In November 2013 an international symposium was held at the National Maritime Museum in Sydney, Australia called “Travel and the Media” (cohosted by the National Film and Sound Archive and the Centre for Media History at Macquarie University and organized by Sofia Eriksson and Bridget Griffen-Foley). The Museum’s collections formed a fitting backdrop as a destination of travel and a site of tourist experiences, as well as a gathering of items related to the physical objects that enable people to embark on journeys to different parts of the globe. A number of the papers presented referred to a time when Australia was dependent on a maritime world, with sea-based expeditions forming the majority of travel experiences of the southern continent until the mid-twentieth century.

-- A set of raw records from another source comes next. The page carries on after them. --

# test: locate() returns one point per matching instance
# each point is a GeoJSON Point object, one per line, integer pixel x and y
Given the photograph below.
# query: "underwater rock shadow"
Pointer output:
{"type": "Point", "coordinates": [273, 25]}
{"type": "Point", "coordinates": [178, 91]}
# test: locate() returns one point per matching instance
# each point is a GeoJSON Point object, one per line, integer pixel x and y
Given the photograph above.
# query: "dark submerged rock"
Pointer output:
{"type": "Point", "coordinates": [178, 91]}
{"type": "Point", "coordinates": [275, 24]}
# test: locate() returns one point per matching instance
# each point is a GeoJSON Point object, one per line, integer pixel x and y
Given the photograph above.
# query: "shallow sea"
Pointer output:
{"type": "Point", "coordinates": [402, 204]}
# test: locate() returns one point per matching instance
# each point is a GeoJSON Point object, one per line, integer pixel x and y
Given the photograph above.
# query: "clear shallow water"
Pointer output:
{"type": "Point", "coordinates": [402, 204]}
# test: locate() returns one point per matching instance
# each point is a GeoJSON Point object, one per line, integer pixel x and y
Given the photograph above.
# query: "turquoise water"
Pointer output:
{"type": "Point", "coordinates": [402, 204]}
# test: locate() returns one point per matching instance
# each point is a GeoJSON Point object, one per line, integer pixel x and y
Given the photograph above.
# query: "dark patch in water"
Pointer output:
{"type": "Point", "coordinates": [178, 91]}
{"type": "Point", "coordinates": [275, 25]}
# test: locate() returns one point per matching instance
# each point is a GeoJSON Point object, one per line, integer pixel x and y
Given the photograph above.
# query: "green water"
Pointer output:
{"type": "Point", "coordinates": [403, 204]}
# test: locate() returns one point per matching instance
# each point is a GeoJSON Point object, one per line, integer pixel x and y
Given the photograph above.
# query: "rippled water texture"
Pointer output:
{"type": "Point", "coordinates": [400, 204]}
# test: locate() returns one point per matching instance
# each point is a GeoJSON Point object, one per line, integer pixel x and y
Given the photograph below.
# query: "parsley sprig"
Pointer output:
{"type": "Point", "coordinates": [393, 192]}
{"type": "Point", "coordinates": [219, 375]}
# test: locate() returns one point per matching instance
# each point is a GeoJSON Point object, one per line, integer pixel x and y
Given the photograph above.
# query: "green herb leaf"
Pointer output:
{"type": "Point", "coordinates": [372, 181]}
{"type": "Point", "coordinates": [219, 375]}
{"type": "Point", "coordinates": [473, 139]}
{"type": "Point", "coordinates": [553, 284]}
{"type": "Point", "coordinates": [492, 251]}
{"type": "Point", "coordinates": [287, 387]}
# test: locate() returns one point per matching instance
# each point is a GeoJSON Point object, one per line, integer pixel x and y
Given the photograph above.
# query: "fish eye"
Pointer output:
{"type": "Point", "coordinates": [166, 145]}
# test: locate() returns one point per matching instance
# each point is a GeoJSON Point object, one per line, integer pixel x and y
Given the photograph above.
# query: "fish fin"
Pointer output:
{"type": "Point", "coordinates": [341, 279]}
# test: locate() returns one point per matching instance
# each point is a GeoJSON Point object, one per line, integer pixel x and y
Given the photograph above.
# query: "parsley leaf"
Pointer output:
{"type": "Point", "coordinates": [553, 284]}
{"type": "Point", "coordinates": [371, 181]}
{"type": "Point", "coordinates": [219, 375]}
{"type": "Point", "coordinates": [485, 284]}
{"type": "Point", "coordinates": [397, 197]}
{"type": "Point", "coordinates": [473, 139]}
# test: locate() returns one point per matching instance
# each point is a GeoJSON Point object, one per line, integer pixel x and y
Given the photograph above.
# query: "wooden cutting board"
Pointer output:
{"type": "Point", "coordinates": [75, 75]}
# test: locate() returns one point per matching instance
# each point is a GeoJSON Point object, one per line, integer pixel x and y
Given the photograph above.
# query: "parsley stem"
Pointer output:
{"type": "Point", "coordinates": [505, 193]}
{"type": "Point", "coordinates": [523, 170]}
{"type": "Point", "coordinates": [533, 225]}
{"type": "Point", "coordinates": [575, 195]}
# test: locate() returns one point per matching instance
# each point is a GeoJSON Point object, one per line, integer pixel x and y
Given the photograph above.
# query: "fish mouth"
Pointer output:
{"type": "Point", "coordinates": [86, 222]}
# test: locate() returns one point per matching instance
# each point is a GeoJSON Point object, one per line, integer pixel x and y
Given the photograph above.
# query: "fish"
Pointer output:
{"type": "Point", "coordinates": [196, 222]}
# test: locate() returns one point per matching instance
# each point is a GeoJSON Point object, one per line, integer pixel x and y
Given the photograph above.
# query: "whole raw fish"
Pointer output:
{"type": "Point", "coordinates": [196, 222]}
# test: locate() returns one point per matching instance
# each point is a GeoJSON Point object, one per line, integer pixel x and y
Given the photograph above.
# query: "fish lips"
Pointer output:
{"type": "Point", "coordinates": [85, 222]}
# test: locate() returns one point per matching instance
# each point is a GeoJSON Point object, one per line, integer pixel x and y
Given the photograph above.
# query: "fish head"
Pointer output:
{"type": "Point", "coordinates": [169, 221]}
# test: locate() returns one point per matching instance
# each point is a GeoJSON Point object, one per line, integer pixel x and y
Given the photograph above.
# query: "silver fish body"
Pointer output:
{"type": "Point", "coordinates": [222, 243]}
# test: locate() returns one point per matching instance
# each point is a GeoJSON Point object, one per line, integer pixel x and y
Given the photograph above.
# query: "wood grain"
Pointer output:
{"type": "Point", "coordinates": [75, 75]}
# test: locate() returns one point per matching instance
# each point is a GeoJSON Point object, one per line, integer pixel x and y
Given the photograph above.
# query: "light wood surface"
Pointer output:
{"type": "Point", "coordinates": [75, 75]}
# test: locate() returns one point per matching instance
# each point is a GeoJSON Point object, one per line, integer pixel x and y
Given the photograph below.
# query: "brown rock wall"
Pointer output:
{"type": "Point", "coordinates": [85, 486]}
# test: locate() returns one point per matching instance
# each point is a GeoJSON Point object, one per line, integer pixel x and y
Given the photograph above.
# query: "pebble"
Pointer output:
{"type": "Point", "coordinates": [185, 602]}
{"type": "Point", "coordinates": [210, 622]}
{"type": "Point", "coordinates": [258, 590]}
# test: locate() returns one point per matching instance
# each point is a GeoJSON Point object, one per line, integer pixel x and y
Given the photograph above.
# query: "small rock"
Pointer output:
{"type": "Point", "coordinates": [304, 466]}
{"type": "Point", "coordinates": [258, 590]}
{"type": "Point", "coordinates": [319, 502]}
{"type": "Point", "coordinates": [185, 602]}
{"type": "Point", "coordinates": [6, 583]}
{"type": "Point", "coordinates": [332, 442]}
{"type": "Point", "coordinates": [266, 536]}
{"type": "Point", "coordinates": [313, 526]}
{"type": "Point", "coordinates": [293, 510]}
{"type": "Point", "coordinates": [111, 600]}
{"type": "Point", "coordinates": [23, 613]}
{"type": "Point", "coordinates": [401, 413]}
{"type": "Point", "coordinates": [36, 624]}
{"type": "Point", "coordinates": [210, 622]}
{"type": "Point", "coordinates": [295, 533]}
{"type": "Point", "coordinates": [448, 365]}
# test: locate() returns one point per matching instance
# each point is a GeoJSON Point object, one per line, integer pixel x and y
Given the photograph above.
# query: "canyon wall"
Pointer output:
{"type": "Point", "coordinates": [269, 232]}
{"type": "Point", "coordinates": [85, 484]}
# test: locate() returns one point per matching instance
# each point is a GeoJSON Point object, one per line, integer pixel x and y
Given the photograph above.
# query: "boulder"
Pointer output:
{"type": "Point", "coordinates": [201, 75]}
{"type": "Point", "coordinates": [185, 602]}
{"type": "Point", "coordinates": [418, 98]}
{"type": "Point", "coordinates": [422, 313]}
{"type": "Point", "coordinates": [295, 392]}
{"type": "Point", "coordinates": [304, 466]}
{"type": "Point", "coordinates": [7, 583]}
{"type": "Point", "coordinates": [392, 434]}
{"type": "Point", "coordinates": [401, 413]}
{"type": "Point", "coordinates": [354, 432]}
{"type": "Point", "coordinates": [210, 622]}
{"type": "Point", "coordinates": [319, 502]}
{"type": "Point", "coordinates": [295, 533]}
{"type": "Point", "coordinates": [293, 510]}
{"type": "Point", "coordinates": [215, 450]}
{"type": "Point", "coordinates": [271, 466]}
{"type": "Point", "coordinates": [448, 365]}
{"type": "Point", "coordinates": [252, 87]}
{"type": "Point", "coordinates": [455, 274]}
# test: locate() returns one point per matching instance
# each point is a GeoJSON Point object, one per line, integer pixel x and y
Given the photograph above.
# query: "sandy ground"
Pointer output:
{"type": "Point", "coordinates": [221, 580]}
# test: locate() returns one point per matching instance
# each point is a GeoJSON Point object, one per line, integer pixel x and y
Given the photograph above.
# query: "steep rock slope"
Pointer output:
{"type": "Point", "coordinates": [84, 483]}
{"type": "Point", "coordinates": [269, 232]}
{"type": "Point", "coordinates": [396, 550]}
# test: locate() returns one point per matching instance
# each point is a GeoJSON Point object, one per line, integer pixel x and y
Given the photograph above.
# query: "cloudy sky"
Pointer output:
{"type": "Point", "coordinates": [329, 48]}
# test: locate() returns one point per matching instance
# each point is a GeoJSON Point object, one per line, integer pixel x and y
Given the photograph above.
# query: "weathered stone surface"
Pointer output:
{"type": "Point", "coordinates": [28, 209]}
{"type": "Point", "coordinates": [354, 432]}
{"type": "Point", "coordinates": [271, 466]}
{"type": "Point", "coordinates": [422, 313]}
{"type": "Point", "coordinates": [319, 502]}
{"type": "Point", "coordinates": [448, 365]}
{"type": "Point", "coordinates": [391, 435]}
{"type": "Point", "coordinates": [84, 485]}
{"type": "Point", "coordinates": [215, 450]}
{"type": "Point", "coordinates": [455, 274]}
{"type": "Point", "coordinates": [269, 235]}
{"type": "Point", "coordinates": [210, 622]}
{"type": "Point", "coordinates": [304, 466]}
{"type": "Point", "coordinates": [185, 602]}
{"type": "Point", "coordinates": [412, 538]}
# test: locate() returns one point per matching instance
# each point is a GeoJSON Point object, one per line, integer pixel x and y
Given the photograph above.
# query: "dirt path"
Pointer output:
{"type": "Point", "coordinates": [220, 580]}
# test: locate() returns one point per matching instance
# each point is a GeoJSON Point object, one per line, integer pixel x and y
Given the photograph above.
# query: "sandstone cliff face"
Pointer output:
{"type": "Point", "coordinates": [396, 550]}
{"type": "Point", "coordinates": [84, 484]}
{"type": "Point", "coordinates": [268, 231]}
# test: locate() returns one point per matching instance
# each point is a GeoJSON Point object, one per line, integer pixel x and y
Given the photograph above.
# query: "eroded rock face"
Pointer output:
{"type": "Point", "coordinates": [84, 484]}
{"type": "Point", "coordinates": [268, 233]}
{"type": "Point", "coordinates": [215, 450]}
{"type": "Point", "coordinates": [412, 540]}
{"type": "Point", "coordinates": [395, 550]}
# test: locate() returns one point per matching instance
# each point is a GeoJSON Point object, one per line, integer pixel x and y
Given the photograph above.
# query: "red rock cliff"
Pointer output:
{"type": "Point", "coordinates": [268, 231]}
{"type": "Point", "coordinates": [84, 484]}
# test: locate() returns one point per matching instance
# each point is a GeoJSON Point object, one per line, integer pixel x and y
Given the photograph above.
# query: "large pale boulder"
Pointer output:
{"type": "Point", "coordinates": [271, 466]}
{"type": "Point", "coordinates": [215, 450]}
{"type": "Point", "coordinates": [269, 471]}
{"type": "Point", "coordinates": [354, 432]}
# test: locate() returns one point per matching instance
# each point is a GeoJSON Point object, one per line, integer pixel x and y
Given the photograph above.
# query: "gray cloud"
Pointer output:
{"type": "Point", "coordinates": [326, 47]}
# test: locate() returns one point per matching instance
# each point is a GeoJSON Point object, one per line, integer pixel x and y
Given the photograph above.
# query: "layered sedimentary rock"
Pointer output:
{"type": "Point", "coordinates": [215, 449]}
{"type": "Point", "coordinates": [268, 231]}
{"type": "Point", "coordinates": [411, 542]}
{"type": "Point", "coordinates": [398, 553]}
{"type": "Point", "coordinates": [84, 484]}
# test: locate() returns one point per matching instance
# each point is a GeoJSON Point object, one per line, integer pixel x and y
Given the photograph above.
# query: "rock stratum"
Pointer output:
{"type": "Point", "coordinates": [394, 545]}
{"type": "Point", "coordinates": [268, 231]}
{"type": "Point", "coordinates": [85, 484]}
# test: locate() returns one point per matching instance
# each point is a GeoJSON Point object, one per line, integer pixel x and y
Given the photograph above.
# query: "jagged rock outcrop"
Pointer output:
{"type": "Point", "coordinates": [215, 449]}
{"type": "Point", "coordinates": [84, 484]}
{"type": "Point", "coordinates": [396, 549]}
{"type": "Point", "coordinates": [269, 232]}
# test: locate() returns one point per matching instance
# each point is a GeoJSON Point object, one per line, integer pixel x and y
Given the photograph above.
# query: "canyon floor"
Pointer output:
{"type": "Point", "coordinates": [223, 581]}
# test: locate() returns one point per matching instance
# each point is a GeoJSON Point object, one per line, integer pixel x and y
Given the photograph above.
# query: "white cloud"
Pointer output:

Travel, Media, and the Politics of Representation
Responses to Travel Literatures and the Problem of Authenticity
This article compares responses to travel writing and imaginative fiction about the settler colonies, in particular Australia and New Zealand, between 1870 and 1945—a time when distinctions between travel, mobility, and emigration were hard to pin down. Very little scholarship has shown an interest in what the subject society’s inhabitants thought of its portrayal, and what this can tell us about colonial and national identities. Australasian responses to works about Australasia, in the form of published reviews, were influenced by the knowledge and particular concerns of the reviewer and their own negotiations with identity. What mattered to readers and critics was the authenticity of the portrayal of the place, but this was not only related to whether the work claimed to be fiction or non-fiction. The perceived level of familiarity that the writer had with the area was the most important factor in determining whether the reception of a work was positive or negative.